Andrea Giunta afirma que “a obra que León realiza nos anos 1960 é delicada e monumental. Os desenhos de linhas flutuantes, apenas uma sucessão de traços sobre o papel, dialogam com suas esculturas que soldam ou enredam o arame”. Ao mesmo tempo, tais trabalhos convivem com La Civilización Occidental y Cristiana (1965).

Focado na Guerra do Vietnã nos anos de 1966 a 1970, Ferrari retorna às esculturas de aço abstratas durante o período que morou em São Paulo entre 1976 e 1991 (ele retorna a Buenos Aires logo após). Em 1975, Ferrari parte para o Brasil com Alicia, sua esposa, e toda sua família, para se proteger da hostilidade criada em seu país natal pela ditadura iniciada em 1976 e findada em 1983, quando a última junta militar convocou eleições em outubro. Em São Paulo, León se vincula às formações experimentais da cidade com artistas como Regina Silveira, Julio Plaza, Carmela Gross, Alex Flemming, Marcelo Nietsche e Hudinilson. “O momento paulista [ainda marcado pela prisão ilegal e assassinato de seu filho Ariel pelas forças militares argentinas] é, também, o retorno às escrituras sagradas e ao papel que os escritos bíblicos exercem na história do Ocidente”, lembra Giunta.

Em uma tentativa de retribuição, a metrópole paulistana recebeu duas mostras-homenagem com trabalhos de Ferrari. Uma no MASP, em 2015, e outra na Galeria Nara Roesler, em junho deste ano – foi também a galeria que fez, em 2013, a primeira mostra individual de envergadura após a morte do artista, à época com curadoria de Lisette Lagnado e uma seleção de obras que abrangia o período entre 1962 e 2009.

Na mostra mais recente no Brasil, a cidade de São Paulo foi ressaltada como elemento participante do trabalho do argentino, em um esforço de mostrar que a chave do “ativismo” é redutora para explicar sua produção.
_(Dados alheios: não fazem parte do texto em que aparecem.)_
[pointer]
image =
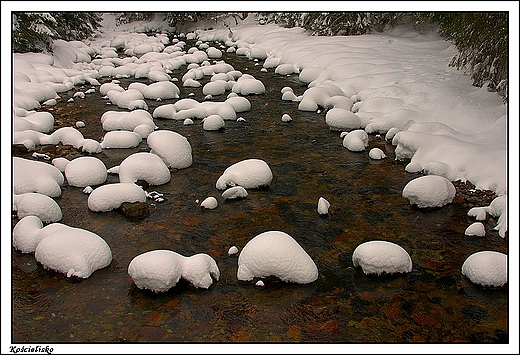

A exposição trouxe trabalhos de Ferrari que comunicam o absurdo da vida comum, a alienação das multidões e a influência da cidade avassaladora que é São Paulo.

Enquanto isso, no MASP, cinco anos atrás, foram reunidas quase 100 obras – pertencentes ao acervo do museu – em torno do tema León Ferrari: Entre Ditaduras, servindo como “testemunho de seu embate contra as forças antidemocráticas que se instauraram na América Latina nas décadas de 60, 70 e 80”, como escreveu Eduardo Simões para a arte!brasileiros à época. Em especial sobre as heliografias expostas, o jornalista relatou: “León Ferrari fez dezenas de versões deste trabalho, mostrando o percurso quilométrico feito por uma pessoa em busca de informações sobre desaparecidos, sem nunca chegar a lugar algum. Ele tinha humor e estômago para criar este labirinto onde a procura dispara múltiplas releituras da dissolução da vida”.